Article
Intradural nodular fasciitis mimicking spinal glioblastoma metastasis
Search Medline for
Authors
Published: | June 9, 2017 |
---|
Outline
Text
Objective: We report the case of a 78 year old male patient who was diagnosed with a rightsided temporal glioblastoma with extensive meningeal spread at the time of diagnosis. Two months later he developed sudden onset paraplegia. An MRI scan showed a ventral space occupying lesion within the spinal canal of the thoracic segment 8 and 9 with myelon compression. An emergency decompression and resection of the alleged intradural glioblastoma metastasis was done. Surprisingly, the histopathological analysis revealed a nodular fasciitis, a reactive benign lesion typically found in soft tissue.
Methods: A clinical and histopathological description of the case ist done and compared with the current findings in the literature.
Results: Only one case of a spinal and one case of an intracranial nodular fasciitis have been reported.
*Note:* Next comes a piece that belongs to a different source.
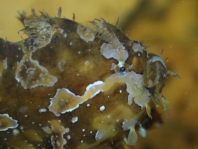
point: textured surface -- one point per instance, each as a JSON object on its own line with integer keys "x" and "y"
{"x": 75, "y": 87}
{"x": 165, "y": 25}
Both lesions were extradurally and diagnosed in otherwise young healthy individuals. This case report is the first description of an intradural nodular fasciitis. The spatio-temporal and histopathological correlation with meningeal spread of a glioblastoma are discussed.
Conclusion: This is the first description of a spinal intradural nodular fasciits. The spatiotemporal correlation suggests that the lesion may have occurred as a reaction tot he meningeal dissemination of glioblastoma cells.